What Apple wants, Apple usually gets. Usually being the operative word here.
There was no mistake about Cupertino's cross-border commerce intentions when CEO Tim Cook took a highly publicized trip around India in mid-May, and the point was hammered home when Cook pledged $25 million to build an innovation hub in Hyderabad that would eventually employ 150 people on Apple Maps projects. When Cook and Prime Minister Narendra Modi met to cap the trip off, it seemed a forgone conclusion that Apple would get what it was looking for: an exemption from a regulation requiring foreign-owned retailers to source at least a third of their manufacturing from local Indian sources.
That was the key to Apple opening up shop in India, and when it didn't materialize, it came as a not-insignificant shock to the retail world. Why wouldn't India want to let in a driver of economic growth like Apple? Why wouldn't the Modi government want to work with, instead of against, Apple to foster cross-border commerce on both sides of the equation?
Few concrete answers appeared a month ago, but it could soon be a moot issue. Now, it seems as if the Indian government is ready to waive the manufacturing sourcing requirement and allow Apple to set up shop all over the Indian subcontinent.
The Times of India was the first to report the news, courtesy of sources privy to discussions between the Ministry of Finance and the Department of Industrial Policy and Promotion. The plan, as it stands, is to give Apple the keys to the car with the understanding that it would slowly transition to a compliant supply chain that did locally source at least a third of materials from Indian locations.

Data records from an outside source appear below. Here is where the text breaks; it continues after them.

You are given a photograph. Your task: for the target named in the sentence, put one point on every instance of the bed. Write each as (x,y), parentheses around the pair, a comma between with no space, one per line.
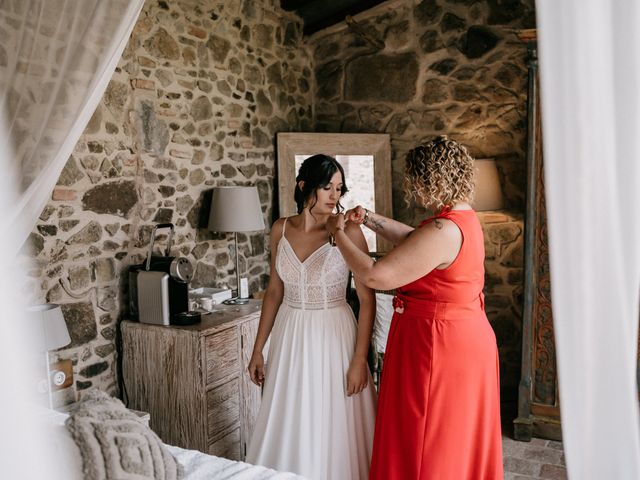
(121,446)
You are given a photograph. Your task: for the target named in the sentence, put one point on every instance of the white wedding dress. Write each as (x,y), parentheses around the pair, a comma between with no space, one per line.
(307,424)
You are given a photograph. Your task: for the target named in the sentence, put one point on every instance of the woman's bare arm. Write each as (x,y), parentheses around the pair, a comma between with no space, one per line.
(389,229)
(358,373)
(434,245)
(274,293)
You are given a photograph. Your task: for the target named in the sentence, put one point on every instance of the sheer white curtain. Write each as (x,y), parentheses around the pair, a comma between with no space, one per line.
(56,59)
(590,87)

While rumors that Apple and manufacturing partner Foxconn are ruminating on a $10 billion iPhone assembly facility in India may have helped preemptively grease some palms, all that's known at this point is that, first, India was against capitulating to Apple, and now, it's not.

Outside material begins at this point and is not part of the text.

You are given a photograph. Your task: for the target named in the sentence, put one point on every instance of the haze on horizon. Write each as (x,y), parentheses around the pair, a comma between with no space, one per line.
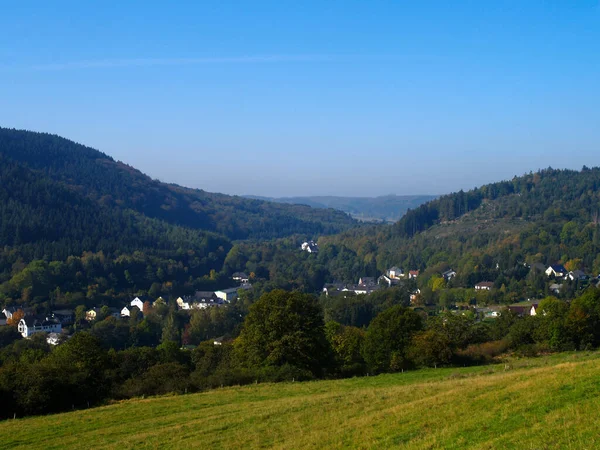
(306,98)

"It is only fair to insist on some local production and two, three years is a reasonable period," one of the anonymous sources told The Times of India. "Five years may be too long."
It's impossible to know exactly where this rumored change of heart came from, and if it does materialize into policy, the major takeaway will be clear as day: India would rather be a part of a future of cross-border commerce now than sit back and wait for the perfect conditions to do so.
With Apple, a company that is just now seeking to break into the Indian market, this may have been a relatively straightforward decision. However, an even bigger struggle with Amazon over protectionist policies could be brewing, particularly in light of CEO Jeff Bezos' commitment to invest an additional $3 billion into its Indian operations, bringing the post-2014 tally to a combined $5 billion. Unlike Apple, Amazon is already selling in the country, and at the moment, all is hunky-dory in regards to India's eCommerce regulations.
As often happens in love and war and retail, though, star-crossed fates conspire to unsettle these cozy relationships.
According to regulations that went into effect earlier this year, it's no longer an issue for entirely foreign-owned eCommerce companies like Amazon to sell to Indian consumers. What's not entirely copacetic are non-domestic companies that do more than simply provide a space where sellers and buyers can hash out a deal — such as, oh, selling private-label goods directly to consumers on top of everything else.
India forcing Amazon not to sell its own products would be a coup not seen this side of the prime meridian in ages, and it would be an even rarer thing indeed if it managed to push back against the eCommerce giant when it seems to be folding under the weight of Apple alone. It's not like either side truly loses out on these deals, so maybe, that's why the Indian government isn't putting up too much of a fight.
But it's a fair assumption that Myntra, Flipkart, Snapdeal and others would rather it did.